Sitkari heißt diese Übung: Dabei lässt man die Zunge im Mund und presst die Zähne des Ober- und Unterkiefers fest aufeinander. Die Lippen bleiben offen. Nun die Luft durch den Mund einatmen, kurz halten und dann mit geschlossenem Mund durch die Nase ausatmen. Das sorgt für einen kühlen Kopf: Die Atemtechnik wirkt erfrischend, lässt Wut verdampfen und ist ein Jungbrunnen für unsere Zellen.
Das sogenannte Feueratmen bringt Energie, Kraft und Hitze. Es reinigt den Körper und hilft gegen Verstopfung. Sie können es im Sitzen, auf allen Vieren oder auch in der abgebildeten Yoga-Haltung "Heraufschauender Hund" durchführen. Dazu lang durch die Nase einatmen und dann mit schnellen Atemzügen die Luft durch die Nase herauspumpen. Dabei den Bauch nach innen ziehen. Konzentrieren Sie sich nur auf das kraftvolle Ausatmen, die Einatmung geschieht von ganz allein.
Der sogenannte Löwenatem ist eine Art Gesichtsgymnastik gegen Falten: Dazu setzen Sie sich zunächst aufrecht auf die Unterschenkel. Dann atmen Sie tief durch die Nase ein, lehnen den Kopf zurück (dabei die Schultern nach vorne drücken, um ein "Kissen" für den Kopf zu bilden) und strecken mit der Ausatmung durch den Mund die Zunge schnell heraus. Dabei einen "Haaaaah"-Laut erzeugen und die Augen aufreißen. Ein befreiendes Gefühl!
Viele Frauen haben beim Geschlechtsverkehr Schwierigkeiten, einen Orgasmus zu bekommen. Ein Grund dafür kann falsches Atmen sein, beziehungsweise die Luft anzuhalten kurz vor dem Höhepunkt. Wer spürt, dass nicht mehr viel fehlt bis zum Klimax, sollte ruhig und lang weiteratmen. Je mehr Sauerstoff im Blut rund um die Sexualorgane zirkuliert, umso höher die Wahrscheinlichkeit für einen Orgasmus, der auch noch intensiv ausfällt.
Mehr Achtsamkeit üben: Still zu sitzen und nichts zu machen, fällt den meisten Menschen sehr schwer.
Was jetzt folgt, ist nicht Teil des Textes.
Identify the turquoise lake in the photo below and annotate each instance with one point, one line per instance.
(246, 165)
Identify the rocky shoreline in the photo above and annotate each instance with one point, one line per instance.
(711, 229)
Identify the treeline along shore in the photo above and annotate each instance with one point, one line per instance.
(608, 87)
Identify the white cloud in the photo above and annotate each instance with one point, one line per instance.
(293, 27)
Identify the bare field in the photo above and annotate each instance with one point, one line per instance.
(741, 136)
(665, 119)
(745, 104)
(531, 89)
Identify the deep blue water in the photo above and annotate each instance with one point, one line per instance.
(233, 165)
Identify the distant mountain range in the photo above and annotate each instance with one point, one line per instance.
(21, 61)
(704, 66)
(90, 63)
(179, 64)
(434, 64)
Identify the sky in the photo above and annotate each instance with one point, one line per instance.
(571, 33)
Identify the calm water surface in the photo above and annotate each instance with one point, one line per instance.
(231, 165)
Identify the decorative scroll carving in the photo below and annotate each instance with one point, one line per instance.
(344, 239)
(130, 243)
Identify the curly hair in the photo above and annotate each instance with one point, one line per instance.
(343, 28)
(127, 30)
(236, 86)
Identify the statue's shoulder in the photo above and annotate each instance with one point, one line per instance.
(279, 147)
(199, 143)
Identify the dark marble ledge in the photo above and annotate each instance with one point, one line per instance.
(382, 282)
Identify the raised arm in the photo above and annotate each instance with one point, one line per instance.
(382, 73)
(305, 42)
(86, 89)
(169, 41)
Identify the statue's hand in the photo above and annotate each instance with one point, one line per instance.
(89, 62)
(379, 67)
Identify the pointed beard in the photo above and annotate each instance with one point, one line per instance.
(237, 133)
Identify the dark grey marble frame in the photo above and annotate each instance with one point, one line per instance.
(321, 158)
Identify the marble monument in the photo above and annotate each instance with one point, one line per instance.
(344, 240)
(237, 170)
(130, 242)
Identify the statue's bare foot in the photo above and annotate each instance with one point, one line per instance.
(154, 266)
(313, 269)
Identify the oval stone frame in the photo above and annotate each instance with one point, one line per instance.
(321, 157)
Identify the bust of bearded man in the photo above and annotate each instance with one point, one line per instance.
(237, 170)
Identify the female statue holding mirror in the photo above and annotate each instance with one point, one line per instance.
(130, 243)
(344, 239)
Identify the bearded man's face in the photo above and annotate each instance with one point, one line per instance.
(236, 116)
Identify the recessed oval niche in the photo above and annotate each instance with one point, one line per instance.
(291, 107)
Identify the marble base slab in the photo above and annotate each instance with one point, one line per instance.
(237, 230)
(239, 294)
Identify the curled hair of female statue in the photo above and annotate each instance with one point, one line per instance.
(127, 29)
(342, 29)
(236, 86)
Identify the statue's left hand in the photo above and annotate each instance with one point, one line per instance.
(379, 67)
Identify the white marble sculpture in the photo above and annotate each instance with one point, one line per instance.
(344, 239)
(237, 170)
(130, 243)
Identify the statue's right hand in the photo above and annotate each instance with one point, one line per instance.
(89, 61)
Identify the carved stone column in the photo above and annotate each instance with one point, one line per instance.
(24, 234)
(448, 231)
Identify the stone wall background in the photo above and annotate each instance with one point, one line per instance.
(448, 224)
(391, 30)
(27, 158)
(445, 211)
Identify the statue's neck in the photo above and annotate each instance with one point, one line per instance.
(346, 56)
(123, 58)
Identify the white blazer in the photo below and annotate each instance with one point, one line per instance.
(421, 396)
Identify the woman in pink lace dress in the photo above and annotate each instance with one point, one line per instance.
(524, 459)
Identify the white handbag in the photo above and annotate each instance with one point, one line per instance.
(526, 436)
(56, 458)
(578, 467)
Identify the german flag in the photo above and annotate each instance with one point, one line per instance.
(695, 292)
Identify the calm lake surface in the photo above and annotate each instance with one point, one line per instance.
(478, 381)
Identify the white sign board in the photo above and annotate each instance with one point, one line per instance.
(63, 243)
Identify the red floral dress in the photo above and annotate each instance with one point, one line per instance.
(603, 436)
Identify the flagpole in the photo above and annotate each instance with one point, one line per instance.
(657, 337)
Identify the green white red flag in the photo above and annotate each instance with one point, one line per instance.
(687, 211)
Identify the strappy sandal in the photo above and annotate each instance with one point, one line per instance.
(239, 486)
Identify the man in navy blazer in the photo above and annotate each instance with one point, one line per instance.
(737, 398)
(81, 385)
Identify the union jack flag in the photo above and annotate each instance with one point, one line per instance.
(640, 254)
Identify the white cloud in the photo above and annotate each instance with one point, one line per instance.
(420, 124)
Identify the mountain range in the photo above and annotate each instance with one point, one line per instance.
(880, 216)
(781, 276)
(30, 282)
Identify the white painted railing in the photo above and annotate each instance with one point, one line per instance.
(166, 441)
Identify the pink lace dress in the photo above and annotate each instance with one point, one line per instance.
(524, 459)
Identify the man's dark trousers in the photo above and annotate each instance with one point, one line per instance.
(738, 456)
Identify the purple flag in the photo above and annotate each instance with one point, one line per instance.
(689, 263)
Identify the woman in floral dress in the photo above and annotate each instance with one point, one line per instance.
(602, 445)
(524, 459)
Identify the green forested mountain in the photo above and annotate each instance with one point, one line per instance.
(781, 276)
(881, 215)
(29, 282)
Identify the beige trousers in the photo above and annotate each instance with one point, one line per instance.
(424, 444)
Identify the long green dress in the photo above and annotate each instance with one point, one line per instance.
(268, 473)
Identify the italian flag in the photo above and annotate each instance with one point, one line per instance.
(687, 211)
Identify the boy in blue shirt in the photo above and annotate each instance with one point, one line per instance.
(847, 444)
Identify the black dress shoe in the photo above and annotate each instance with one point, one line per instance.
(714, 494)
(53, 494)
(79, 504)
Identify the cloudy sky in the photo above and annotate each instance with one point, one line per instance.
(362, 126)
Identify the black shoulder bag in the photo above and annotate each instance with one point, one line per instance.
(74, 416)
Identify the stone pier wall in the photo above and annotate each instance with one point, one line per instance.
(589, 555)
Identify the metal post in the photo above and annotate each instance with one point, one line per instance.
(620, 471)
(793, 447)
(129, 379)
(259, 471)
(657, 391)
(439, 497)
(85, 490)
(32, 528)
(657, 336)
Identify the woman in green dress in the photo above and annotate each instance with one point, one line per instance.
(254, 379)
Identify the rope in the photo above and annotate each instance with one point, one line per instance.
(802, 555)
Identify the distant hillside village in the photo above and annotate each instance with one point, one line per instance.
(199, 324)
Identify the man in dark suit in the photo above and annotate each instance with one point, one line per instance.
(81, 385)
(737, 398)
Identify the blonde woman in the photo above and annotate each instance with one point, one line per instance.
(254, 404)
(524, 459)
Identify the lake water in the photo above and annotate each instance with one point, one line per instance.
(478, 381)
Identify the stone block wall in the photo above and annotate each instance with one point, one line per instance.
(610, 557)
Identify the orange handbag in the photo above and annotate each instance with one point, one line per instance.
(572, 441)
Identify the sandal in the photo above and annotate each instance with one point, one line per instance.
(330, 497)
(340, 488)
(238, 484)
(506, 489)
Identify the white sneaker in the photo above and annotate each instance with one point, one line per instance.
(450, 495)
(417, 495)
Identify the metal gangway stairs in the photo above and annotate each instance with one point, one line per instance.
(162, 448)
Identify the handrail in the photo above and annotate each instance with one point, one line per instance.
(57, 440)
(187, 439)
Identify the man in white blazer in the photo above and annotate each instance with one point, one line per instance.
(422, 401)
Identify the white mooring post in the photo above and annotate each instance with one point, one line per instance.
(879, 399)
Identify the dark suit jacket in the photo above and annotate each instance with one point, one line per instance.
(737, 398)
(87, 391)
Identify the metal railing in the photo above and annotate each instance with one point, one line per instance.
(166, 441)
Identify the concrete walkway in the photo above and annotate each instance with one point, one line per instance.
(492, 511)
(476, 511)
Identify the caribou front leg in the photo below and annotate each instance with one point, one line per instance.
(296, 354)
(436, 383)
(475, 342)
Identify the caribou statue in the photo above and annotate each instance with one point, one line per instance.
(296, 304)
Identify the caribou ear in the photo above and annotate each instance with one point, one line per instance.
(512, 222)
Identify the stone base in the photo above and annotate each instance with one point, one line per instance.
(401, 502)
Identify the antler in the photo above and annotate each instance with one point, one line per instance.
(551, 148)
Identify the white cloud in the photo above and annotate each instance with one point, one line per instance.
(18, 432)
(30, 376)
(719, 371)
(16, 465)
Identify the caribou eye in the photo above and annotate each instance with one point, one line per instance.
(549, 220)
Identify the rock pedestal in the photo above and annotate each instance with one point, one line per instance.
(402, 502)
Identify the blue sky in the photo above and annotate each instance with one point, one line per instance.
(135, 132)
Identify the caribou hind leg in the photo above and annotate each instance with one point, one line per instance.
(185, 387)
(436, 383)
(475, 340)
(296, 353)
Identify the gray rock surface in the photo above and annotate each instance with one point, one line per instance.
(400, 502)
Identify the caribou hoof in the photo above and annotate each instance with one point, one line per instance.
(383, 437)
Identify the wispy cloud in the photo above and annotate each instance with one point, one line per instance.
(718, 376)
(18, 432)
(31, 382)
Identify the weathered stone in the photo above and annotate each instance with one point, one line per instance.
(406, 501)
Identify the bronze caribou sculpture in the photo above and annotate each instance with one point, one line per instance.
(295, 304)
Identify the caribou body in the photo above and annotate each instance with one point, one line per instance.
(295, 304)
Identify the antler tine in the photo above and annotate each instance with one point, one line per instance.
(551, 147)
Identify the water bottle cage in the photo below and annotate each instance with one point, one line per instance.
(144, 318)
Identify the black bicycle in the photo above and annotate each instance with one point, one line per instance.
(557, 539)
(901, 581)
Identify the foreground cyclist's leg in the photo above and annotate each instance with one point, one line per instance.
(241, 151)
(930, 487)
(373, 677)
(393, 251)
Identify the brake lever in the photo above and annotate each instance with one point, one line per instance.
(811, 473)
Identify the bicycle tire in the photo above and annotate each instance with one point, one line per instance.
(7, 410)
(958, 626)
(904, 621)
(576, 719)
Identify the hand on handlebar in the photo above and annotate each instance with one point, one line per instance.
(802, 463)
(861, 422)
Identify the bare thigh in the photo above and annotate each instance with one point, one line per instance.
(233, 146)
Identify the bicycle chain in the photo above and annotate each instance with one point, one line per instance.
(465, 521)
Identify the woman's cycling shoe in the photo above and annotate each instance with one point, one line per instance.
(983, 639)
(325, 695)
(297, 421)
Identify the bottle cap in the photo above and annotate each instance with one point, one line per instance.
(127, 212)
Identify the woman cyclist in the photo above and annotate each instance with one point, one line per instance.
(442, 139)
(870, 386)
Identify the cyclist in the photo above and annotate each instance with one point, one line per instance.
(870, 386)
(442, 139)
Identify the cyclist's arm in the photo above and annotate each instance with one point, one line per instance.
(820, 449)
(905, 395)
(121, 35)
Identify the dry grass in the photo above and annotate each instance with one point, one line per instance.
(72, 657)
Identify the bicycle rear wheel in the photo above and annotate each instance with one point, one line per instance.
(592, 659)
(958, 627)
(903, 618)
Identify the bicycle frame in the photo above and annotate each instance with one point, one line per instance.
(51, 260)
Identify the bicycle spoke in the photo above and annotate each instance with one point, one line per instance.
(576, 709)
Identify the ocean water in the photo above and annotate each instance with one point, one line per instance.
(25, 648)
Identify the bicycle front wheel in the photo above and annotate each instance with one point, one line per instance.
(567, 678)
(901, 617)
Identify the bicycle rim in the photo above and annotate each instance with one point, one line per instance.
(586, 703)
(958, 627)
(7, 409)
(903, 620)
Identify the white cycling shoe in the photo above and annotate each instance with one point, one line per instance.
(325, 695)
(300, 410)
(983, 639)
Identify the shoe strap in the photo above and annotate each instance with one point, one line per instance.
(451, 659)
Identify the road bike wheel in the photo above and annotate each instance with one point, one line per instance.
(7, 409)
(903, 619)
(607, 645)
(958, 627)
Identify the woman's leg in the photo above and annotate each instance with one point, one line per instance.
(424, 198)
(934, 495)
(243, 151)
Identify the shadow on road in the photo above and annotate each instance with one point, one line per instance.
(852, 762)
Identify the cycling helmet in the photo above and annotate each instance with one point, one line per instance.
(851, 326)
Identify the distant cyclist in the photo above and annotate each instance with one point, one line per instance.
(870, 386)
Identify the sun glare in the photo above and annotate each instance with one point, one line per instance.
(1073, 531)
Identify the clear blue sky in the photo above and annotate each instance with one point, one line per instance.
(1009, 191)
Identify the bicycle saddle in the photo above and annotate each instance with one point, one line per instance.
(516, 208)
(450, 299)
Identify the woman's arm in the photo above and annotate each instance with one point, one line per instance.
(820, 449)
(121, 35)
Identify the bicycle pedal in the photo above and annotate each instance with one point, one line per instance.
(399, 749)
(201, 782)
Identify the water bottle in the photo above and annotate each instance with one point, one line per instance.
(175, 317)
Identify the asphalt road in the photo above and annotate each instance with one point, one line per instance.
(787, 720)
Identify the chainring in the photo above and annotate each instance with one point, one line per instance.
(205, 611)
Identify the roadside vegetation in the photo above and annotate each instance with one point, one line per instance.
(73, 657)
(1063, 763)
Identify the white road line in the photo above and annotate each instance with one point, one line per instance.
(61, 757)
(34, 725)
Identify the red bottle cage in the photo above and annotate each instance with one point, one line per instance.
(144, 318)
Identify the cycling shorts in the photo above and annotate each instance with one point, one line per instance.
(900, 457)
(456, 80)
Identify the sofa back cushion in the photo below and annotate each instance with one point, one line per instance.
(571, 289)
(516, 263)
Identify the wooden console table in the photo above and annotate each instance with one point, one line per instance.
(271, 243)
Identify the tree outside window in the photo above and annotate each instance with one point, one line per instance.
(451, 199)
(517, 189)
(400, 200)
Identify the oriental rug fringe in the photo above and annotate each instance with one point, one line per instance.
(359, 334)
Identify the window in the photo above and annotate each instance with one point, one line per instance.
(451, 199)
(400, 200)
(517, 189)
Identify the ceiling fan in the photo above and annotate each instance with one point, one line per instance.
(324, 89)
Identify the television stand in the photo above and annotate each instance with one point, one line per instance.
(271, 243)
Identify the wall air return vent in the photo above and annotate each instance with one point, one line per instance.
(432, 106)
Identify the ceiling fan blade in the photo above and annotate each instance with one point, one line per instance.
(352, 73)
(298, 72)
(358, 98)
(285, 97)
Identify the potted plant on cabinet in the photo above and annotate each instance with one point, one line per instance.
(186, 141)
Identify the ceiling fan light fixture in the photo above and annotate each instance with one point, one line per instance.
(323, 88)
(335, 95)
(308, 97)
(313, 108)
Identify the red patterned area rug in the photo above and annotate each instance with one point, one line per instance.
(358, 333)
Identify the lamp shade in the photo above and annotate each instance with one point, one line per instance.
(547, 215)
Um diesen Ruhezustand zu erreichen (zum Beispiel beim Meditieren), hat kein Geringerer als Buddha den Anapanasati-Atem empfohlen. Dabei geht es darum, die Gedanken auf den Atem zu lenken.
Am besten sitzt man dazu aufrecht in einer ruhigen Umgebung und schließt die Augen. Nun langsam beginnen, den Atem durch die Nase aufzunehmen und durch den Körper fließen zu lassen. Dabei sollten Sie versuchen, ihn aktiv wahrzunehmen, beispielsweise wenn er durch die Nasenlöcher ein- oder austritt. Am besten fokussieren Sie sich auf nur einen Punkt und nehmen wahr, ob der Atem lang oder kurz, tief oder flach ist.
Die richtige Atmung kann auch Heißhungergefühle hemmen. Dazu entspannt und aufrecht hinsetzen (zum Beispiel im Schneidersitz) und mit dem Daumen der rechten Hand das rechte Nasenloch verschließen. Zeige- und Mittelfinger nach unten klappen. Links einatmen, das linke Nasenloch mit dem Ringfinger verschließen, Atem kurz halten. Nun das rechte Nasenloch öffnen und langsam ausatmen. Dann ...
... durchs rechte Nasenloch einatmen, beide Nasenlöcher verschließen, Atem kurz halten und dann den Ringfinger lösen und durch das linke Nasenloch ausatmen. Das ist ein kompletter Atemzyklus. Diesen so lange wiederholen, bis ein Gefühl von Ruhe eintritt. Der letzte Atemzug erfolgt mit einer Ausatmung durch das linke Nasenloch. Diese Wechselatmung hilft auch gegen Spannungskopfschmerzen.
Für alle Atemtechniken gilt: Draußen in der Natur, umgeben von Vogelgezwitscher oder Meeresrauschen, funktionieren die Übungen am besten. Nehmen Sie sich die Zeit, um tief Luft zu holen. Danach sieht die Welt meist schon ganz anders aus. Stress, Wut und Schmerz werden gemildert und Ruhe tritt ein.